Interpretive Summary: The intestinal microbiota is comprised of bacteria and other microorganisms that reside within the intestine. Evidence suggests the composition of intestinal microbiota can influence bone health, but it is not known what microbial components are most influential. Mice were treated with different types and combinations of antibiotics for 4 weeks to deplete specific bacteria in their intestine, and then were tested for bone strength and other measures of bone tissue quality. Of the distinct gut microbiota created with the different interventions, one group was associated with impaired bone tissue strength whereas a different group was associated with increased bone tissue-level strength. These findings suggest interventions that target specific intestinal microbes may provide a new therapeutic target to address bone fragility.

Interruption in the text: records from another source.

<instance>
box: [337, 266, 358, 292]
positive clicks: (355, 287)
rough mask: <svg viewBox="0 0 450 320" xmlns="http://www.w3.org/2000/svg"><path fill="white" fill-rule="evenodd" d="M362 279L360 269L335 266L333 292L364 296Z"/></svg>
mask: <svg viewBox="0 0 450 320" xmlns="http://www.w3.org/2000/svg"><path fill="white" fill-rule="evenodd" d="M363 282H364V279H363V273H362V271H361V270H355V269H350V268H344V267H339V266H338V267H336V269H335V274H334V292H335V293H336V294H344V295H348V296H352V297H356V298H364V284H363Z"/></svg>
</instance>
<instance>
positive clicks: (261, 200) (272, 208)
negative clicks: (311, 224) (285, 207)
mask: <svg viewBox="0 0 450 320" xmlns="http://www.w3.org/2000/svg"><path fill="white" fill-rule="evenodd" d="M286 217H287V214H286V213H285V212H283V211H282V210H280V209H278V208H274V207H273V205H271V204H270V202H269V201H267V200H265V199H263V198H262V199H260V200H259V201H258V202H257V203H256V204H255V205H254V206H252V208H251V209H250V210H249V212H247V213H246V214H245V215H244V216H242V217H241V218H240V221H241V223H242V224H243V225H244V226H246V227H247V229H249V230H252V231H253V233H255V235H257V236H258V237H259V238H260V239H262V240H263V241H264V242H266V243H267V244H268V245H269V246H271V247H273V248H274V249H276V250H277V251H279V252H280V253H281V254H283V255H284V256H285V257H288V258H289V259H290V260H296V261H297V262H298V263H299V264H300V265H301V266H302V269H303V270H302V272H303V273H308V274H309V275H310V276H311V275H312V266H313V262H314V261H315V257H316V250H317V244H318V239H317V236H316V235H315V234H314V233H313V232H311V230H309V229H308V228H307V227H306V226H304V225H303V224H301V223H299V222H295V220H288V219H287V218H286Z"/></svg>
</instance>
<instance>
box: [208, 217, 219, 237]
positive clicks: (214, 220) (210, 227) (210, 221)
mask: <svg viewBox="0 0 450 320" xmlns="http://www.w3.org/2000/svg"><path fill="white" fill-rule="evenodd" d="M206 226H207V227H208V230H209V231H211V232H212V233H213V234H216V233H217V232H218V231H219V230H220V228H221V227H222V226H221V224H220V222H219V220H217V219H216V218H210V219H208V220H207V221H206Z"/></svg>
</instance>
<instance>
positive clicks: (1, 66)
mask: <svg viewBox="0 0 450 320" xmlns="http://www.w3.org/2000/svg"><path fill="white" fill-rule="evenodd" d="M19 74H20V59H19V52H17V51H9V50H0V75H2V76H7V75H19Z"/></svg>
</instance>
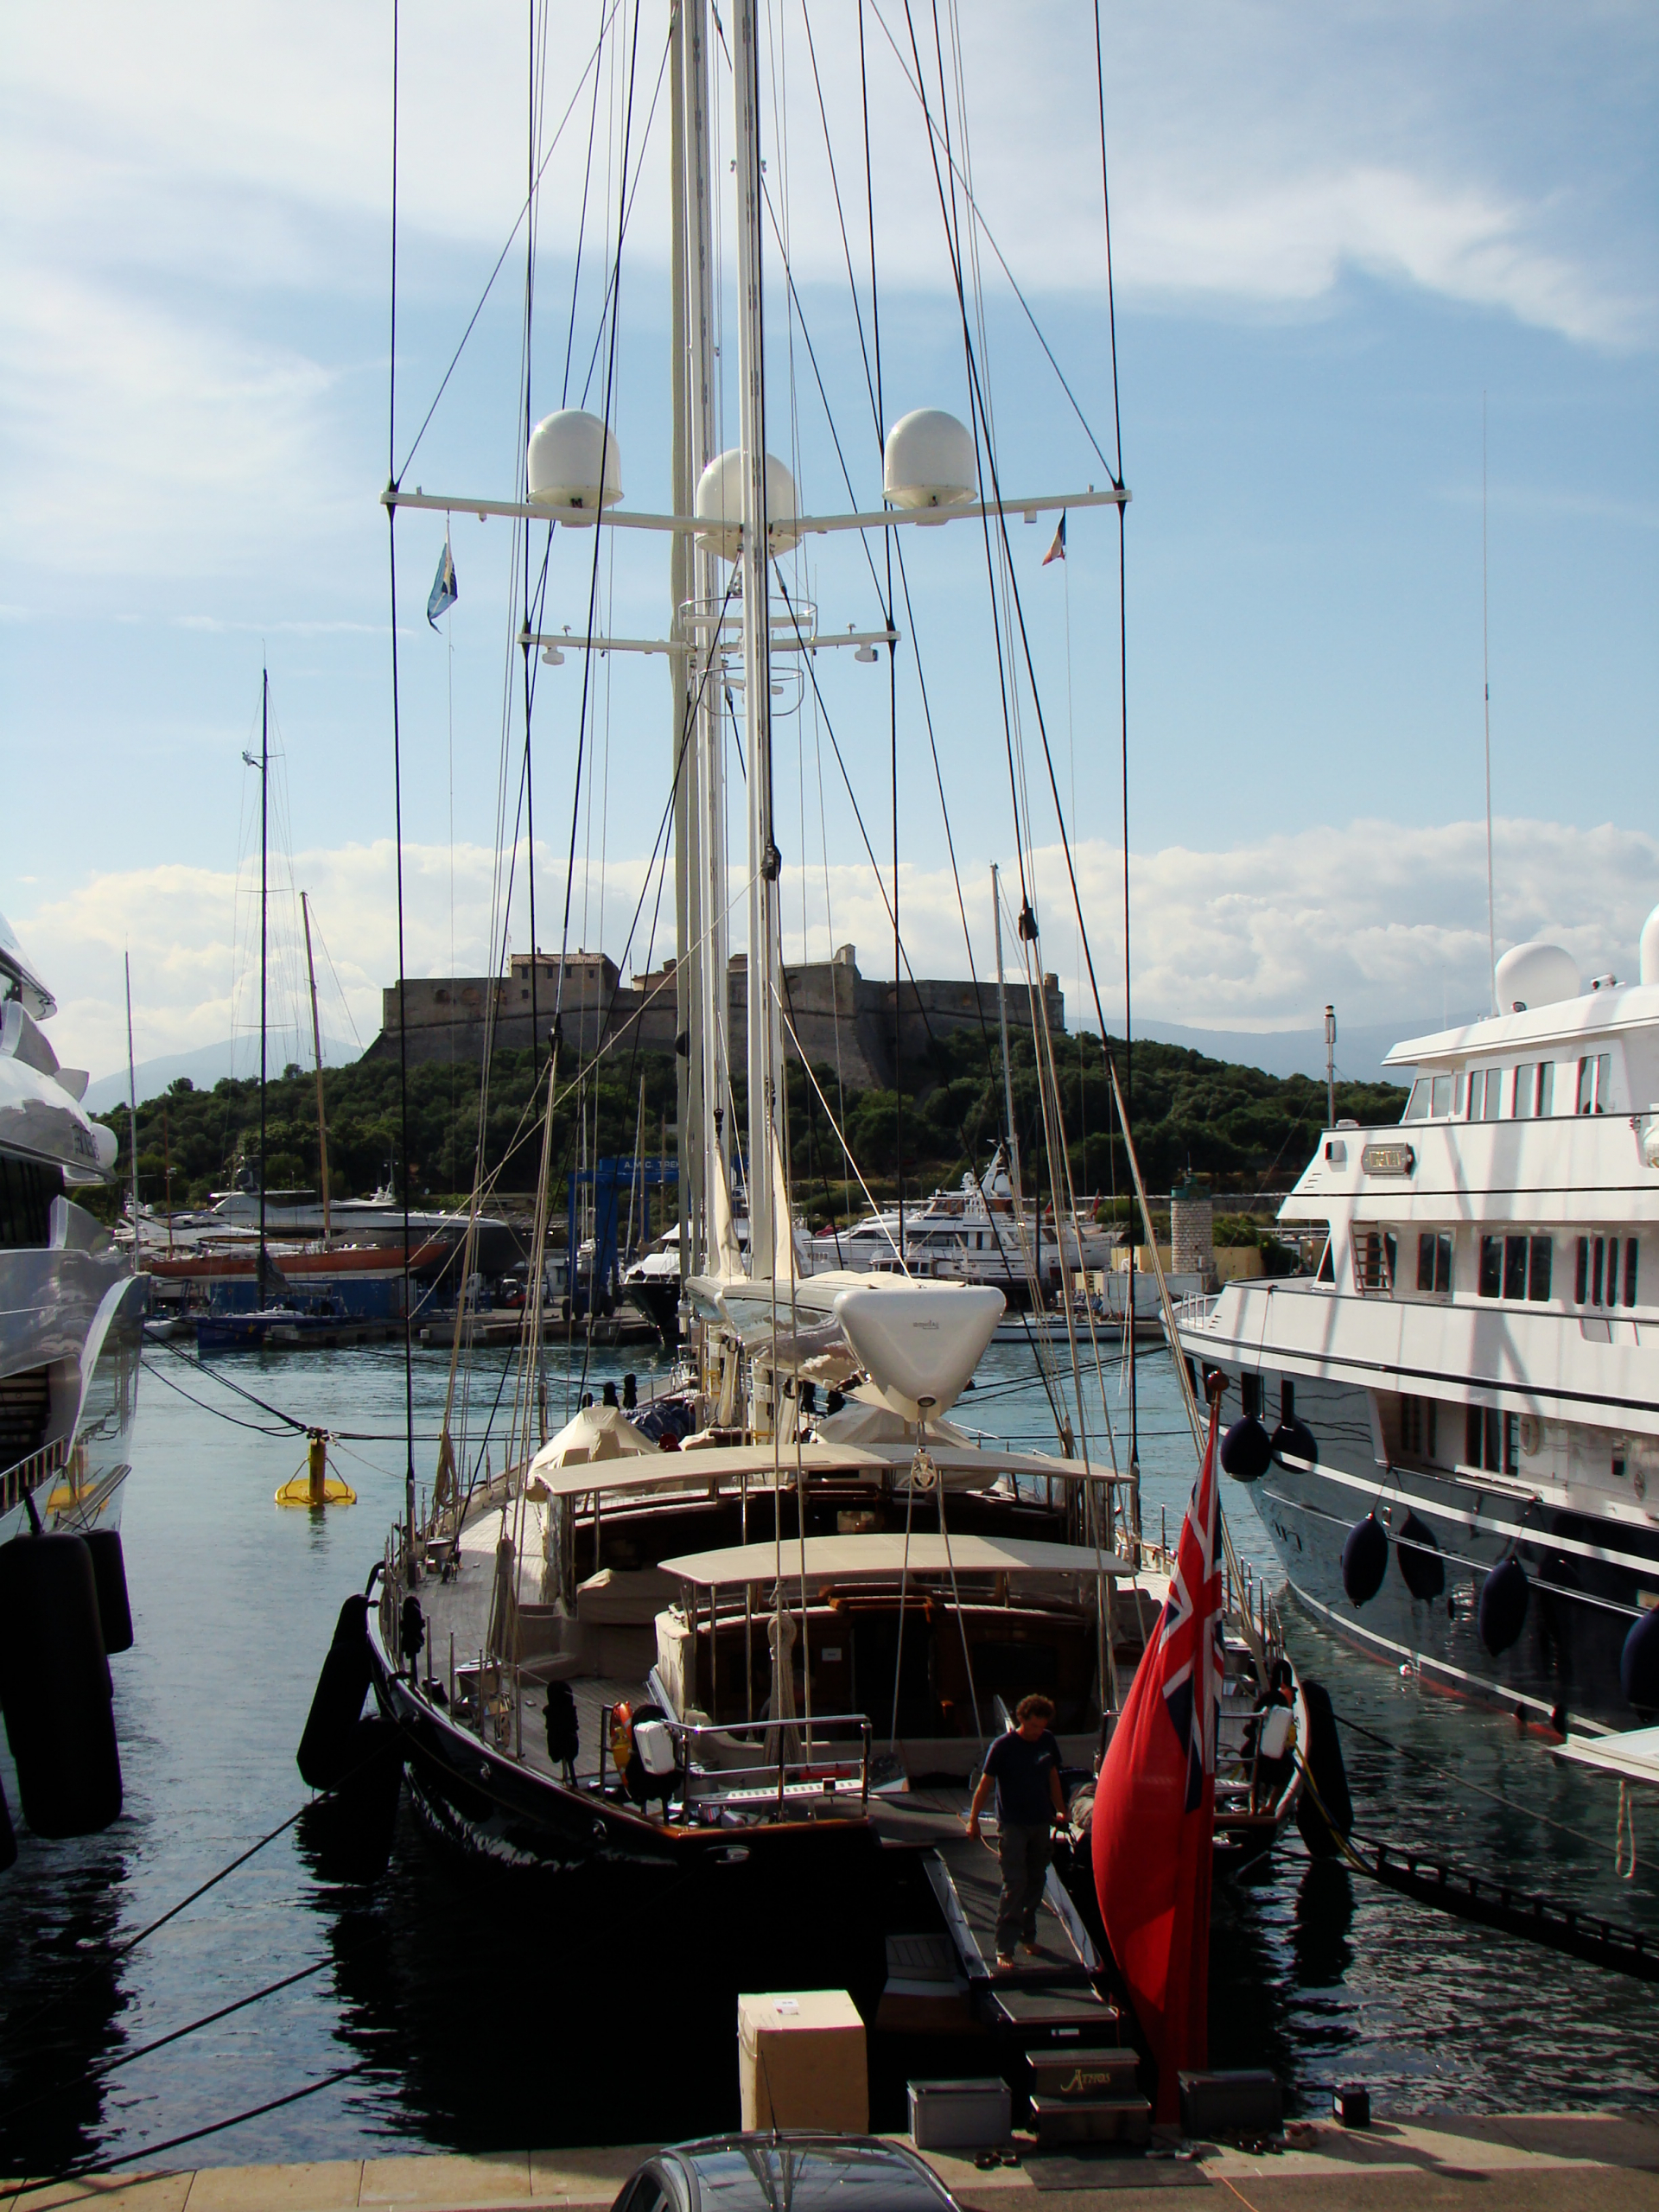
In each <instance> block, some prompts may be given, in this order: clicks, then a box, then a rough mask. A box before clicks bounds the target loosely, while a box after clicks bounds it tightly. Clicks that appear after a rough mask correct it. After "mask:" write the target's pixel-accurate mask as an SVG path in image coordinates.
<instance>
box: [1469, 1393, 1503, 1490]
mask: <svg viewBox="0 0 1659 2212" xmlns="http://www.w3.org/2000/svg"><path fill="white" fill-rule="evenodd" d="M1509 1418H1511V1420H1513V1418H1515V1416H1513V1413H1511V1416H1509ZM1462 1444H1464V1449H1462V1455H1464V1462H1467V1464H1469V1467H1480V1469H1484V1471H1486V1473H1489V1475H1502V1473H1504V1444H1509V1451H1511V1455H1513V1449H1515V1444H1513V1436H1509V1438H1506V1436H1504V1416H1502V1413H1500V1411H1498V1407H1493V1405H1489V1407H1480V1405H1471V1407H1467V1409H1464V1440H1462Z"/></svg>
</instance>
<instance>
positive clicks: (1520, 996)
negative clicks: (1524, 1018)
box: [1495, 940, 1584, 1013]
mask: <svg viewBox="0 0 1659 2212" xmlns="http://www.w3.org/2000/svg"><path fill="white" fill-rule="evenodd" d="M1495 982H1498V1011H1500V1013H1517V1011H1522V1009H1524V1006H1555V1004H1557V1002H1559V1000H1564V998H1579V995H1582V991H1584V984H1582V982H1579V967H1577V960H1575V958H1573V953H1568V951H1564V949H1562V947H1559V945H1542V942H1537V940H1535V942H1531V945H1511V947H1509V951H1506V953H1504V958H1502V960H1500V962H1498V969H1495Z"/></svg>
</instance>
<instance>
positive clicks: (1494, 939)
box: [1480, 392, 1498, 1013]
mask: <svg viewBox="0 0 1659 2212" xmlns="http://www.w3.org/2000/svg"><path fill="white" fill-rule="evenodd" d="M1480 692H1482V701H1484V708H1482V710H1484V717H1486V984H1489V989H1491V1009H1493V1013H1498V916H1495V898H1493V869H1491V648H1489V630H1486V394H1484V392H1482V394H1480Z"/></svg>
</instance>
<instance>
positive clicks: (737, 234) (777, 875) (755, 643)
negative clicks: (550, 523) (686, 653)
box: [732, 0, 787, 1279]
mask: <svg viewBox="0 0 1659 2212" xmlns="http://www.w3.org/2000/svg"><path fill="white" fill-rule="evenodd" d="M732 18H734V20H732V29H734V42H732V117H734V144H732V150H734V155H737V243H739V261H737V310H739V312H737V380H739V387H741V389H739V398H741V440H739V445H741V453H743V555H741V577H743V732H745V737H748V799H750V856H748V860H750V865H748V878H750V900H748V905H750V964H748V1062H750V1115H748V1121H750V1128H748V1137H750V1170H748V1188H750V1274H752V1276H757V1279H770V1276H774V1274H776V1239H779V1234H785V1237H787V1223H781V1225H779V1223H774V1203H772V1152H774V1139H772V1128H774V1115H776V1079H779V1062H781V1057H783V1015H781V1009H779V993H776V964H779V962H776V920H779V867H781V863H779V847H776V841H774V836H772V635H770V633H772V624H770V597H768V593H770V573H768V513H765V319H763V307H761V46H759V35H757V24H754V0H739V4H737V9H734V11H732Z"/></svg>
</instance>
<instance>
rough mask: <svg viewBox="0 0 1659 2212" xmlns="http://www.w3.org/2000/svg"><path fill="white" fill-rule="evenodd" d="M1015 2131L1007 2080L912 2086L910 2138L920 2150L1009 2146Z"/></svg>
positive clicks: (983, 2147) (980, 2147) (915, 2082)
mask: <svg viewBox="0 0 1659 2212" xmlns="http://www.w3.org/2000/svg"><path fill="white" fill-rule="evenodd" d="M1011 2128H1013V2095H1011V2090H1009V2084H1006V2081H998V2079H987V2081H911V2084H909V2137H911V2141H914V2143H916V2148H918V2150H987V2148H989V2146H993V2143H1006V2141H1009V2135H1011Z"/></svg>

Technical Abstract: Modifications to the constituents of the gut microbiome influence bone density and tissue-level strength, but the specific microbial components that influence tissue-level strength in bone are not known. Here we selectively modify constituents of the gut microbiota using narrow spectrum antibiotics to identify components of the microbiome associated with changes in bone mechanical and material properties. Male C57BL/6J mice (4 weeks) were divided into seven groups (n=7-10/group) and had taxa within the gut microbiome removed through dosing with: 1) ampicillin; 2) neomycin; 3) vancomycin; 4) metronidazole; 5) a cocktail of all four antibiotics together (with zero calorie sweetener to ensure intake); 6) zero-calorie sweetener only or; 7) no additive (untreated) for 12 weeks. Individual antibiotics remove only some taxa from the gut while the cocktail of all four removes almost all microbes. After accounting for differences in geometry, whole bone strength was reduced in animals with gut microbiome modified by neomycin (-28%, p=0.002) and was increased in the group in which the gut microbiome was altered by sweetener alone (+ 39%, p < 0.001). Analysis of the fecal microbiota detected seven lower ranked taxa differentially abundant in animals with impaired tissue-level strength and 14 differentially abundant taxa associated with increased tissue-level strength. Histological and serum markers of bone turnover and trabecular BV/TV did not differ among groups. These findings demonstrate that modifications to the taxonomic components of the gut microbiome have the potential to decrease or increase tissue-level strength of bone independent of bone quantity and without noticeable changes in bone turnover.